ヨーロッパ諸国同士は、ドイツのビスマルクによるビスマルク体制の期間は勢力均衡による平和が保たれていましたが、ビスマルクの失脚後は徐々に対立が激化します。

ヨーロッパ諸国の強大な生産力と軍事力の前にアジア・アフリカ諸国はなすすべなく、ほとんどがヨーロッパ諸国の植民地または勢力圏となり、支配下に入りました。

アメリカ合衆国は広大な土地と工業力を活かして国力が急成長し、中南米や太平洋地域への進出も行います。

東アジアの日本は、明治維新による近代化に成功し、国力を急成長させて欧米諸国と対等に渡り合える力を手に入れます。中国の清は欧米諸国と日本によって半植民地化されていました。

20世紀初頭になると列強による世界分割もほぼ完了します。1890年のビスマルク失脚以降、ヨーロッパ諸国同士の対立は激化し、イギリス・フランス・ロシアの三国協商とドイツ・オーストリア・イタリアの三国同盟の二大勢力の対立が深まります。

このように、ウィーン体制が崩壊して欧州諸国が自由主義化と産業革命を遂げ、帝国主義列強による世界の植民地化が進んだのが、サラサーテが生きた当時の世界の状況です。

スペインの状況

19世紀半ばから20世紀初頭のスペインは、内戦、政変、外国勢力の介入によって不安定な時代でした。

19世紀に入ると、スペインの植民地だったラテンアメリカ諸国が次々と独立し、かつてのスペイン帝国の繁栄が大きく失われます。スペインではブルボン朝の王政が続いていました。1833年に国王フェルナンド7世が死去すると、王妃マリア・クリスティーナが摂政となり、わずか3歳の娘をイサベル2世として女王に即位させます。すると、フェルナンド7世の弟カルロスが王位継承を求めて反乱を起こします。フランク王国時代のサリカ法典を理由に、女性の王位継承はできないと主張したのです。百年戦争の頃、女系のエドワード3世のフランス王位継承が反対されたのと同じですね。保守派はカルロスを支持し、自由主義者はイサベル2世の王位継承を支持します。両者は激しく対立し、1833年から1876年まで40年以上、断続的に内戦は繰り広げられます。カルロスには聖職者や農民が味方し、女王側には軍隊、貴族、ブルジョワなどが味方します。最終的には女王側が勝利します。しかし、カルロス側の勢力が弱まると摂政マリア・クリスティーナが自由主義者を抑圧して強権を振るったこともあり、スペイン王政は不安定な状況が続きます。成人したイサベル2世は1843年から親政を開始しますが、気分屋で政治や外交は失敗続きになり、次第に支持を失っていきます。1868年9月、軍人と自由主義者がクーデターを起こし、イサベル2世はフランスに亡命します。このスペイン9月革命によって王政から立憲君主政に移行し、議会制や男子普通選挙が始まります。1873年3月、国王アマディオが自ら退位したため、共和政に移行します。大統領も選出され、スペイン第一共和政の始まりです。しかし、地方分権を求める連邦派が反乱を起こすなど、共和政の基盤は不安定でした。結局、1874年12月、イサベル2世の息子アルフォンソ12世を迎え入れることになり、ブルボン朝の立憲君主政が復活します。

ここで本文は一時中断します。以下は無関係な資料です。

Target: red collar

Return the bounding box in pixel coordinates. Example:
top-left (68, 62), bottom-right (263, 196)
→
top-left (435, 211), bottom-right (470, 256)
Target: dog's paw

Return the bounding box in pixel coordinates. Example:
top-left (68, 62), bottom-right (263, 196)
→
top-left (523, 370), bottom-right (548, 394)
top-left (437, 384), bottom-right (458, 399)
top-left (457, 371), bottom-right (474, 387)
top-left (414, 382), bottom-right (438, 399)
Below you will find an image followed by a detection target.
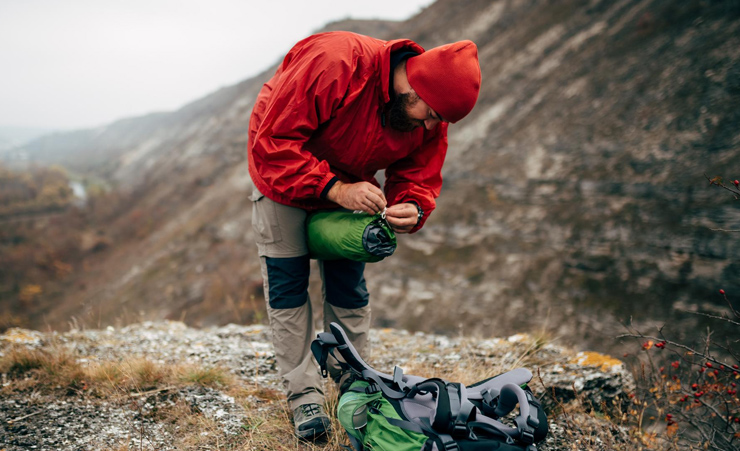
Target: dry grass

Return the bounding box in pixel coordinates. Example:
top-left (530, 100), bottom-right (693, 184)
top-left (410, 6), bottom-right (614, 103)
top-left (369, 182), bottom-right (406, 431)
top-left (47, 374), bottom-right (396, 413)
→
top-left (0, 339), bottom-right (637, 451)
top-left (0, 346), bottom-right (233, 397)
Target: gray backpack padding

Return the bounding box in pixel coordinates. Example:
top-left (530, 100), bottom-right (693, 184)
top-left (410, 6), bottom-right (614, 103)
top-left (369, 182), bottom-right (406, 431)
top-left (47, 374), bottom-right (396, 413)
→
top-left (311, 323), bottom-right (548, 451)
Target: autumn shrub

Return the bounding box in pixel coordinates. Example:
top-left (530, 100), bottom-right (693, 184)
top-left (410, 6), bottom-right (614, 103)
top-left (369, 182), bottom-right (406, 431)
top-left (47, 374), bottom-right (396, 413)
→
top-left (623, 177), bottom-right (740, 451)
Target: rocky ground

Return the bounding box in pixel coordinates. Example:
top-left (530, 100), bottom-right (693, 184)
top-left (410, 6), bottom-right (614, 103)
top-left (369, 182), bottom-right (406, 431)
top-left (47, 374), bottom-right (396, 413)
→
top-left (0, 322), bottom-right (633, 451)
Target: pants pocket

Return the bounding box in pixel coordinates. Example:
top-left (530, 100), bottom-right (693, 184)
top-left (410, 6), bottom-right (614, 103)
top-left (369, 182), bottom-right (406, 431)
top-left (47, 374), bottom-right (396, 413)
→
top-left (249, 188), bottom-right (281, 244)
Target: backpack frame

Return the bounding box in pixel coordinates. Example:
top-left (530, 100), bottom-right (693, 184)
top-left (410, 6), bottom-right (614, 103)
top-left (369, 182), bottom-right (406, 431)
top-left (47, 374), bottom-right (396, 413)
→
top-left (311, 323), bottom-right (548, 451)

その後は国内は立憲君主政のもとで比較的安定していましたが、今度は対外関係が不安定になります。1895年に植民地のキューバで反乱が発生し、独立を宣言します。キューバ共和国の成立です。スペインがこれを認めず鎮圧しようとすると、カリブ海や太平洋への進出を目論んでいたアメリカ合衆国が介入し、1898年に米西戦争が勃発します。世界一の工業国となっていたアメリカに対してスペインは劣勢で、わずか4ヶ月でアメリカの勝利で終戦します。スペインはキューバ独立を承認し、プエルトリコ、グアム、フィリピンをアメリカに割譲します。この米西戦争の敗北でスペインはほとんどの植民地を失いました。米西戦争敗北後、スペインでは政党間の対立が激化します。保守派、自由主義者、労働者の対立によって労働運動や暗殺事件などが続きます。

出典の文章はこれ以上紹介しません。